It was as if he had built himself into everything he ever heard said about him, while the rest of his mind stayed blank. As if each day he stood in front of the dirty mirror in the Grey Ghost’s bathroom and asked himself, Am I tough like they say? Do I live brave and die strong, like it says on my T-shirt? Am I the Mekong Delta man?
He probably couldn’t remember. He had already lived brave and died strong and his heart was only beating out of spite.
A Coast Guard cutter broke out of the mist and circled us.
It looked bigger than the trawler, with a machine gun mounted on its deck. The hull was painted white. Blue and orange stripes cut diagonally across its bow.
Kelley went inside and flushed his bag of marijuana down the toilet.
Gil walked out of the wheelhouse, shook his fist at the cutter and yelled, ‘Oh, yeah? Well, fuck you!’

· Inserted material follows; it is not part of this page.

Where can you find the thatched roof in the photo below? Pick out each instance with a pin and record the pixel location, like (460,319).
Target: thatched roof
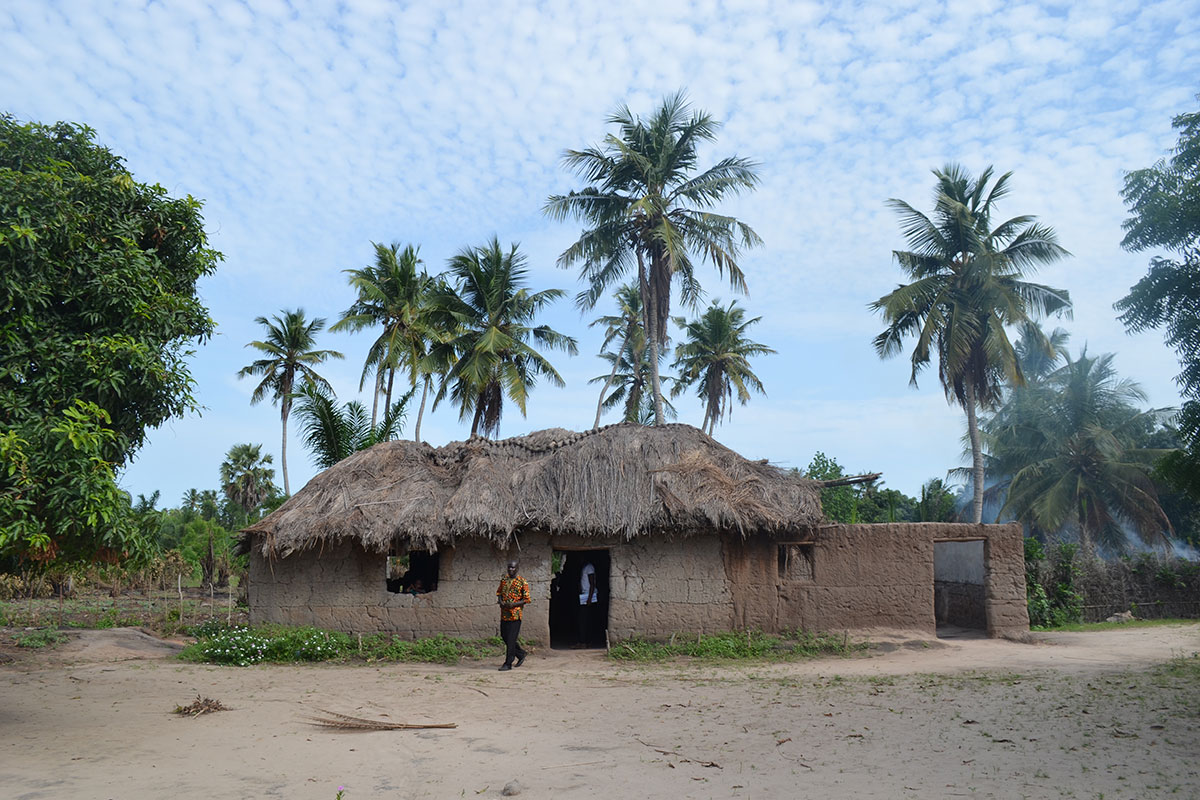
(623,480)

‘He must be talking to them on the radio.’ Howard set down his scallop knife and we both stood watching. ‘If you have any pot with you, I suggest you flush it down the head ricky-tick.’
‘I don’t have anything.’ I had promised myself not to smoke it anymore after I tried Kelley’s sinsemilla.
Pittsley staggered out of the galley in his underpants, still bald but with patches of fluff growing back over his ears. He stood on the lazarette and beat his chest in the direction of the cutter. He cupped his hands to his mouth and shouted across the milk of fog, ‘You’ll never take me alive!’
I edged over to Howard. ‘Are they after Pittsley?’
‘Eh?’
‘Do they want Pittsley?’ I wanted to be the first one with my hands in the air if they started shooting on account of Pittsley.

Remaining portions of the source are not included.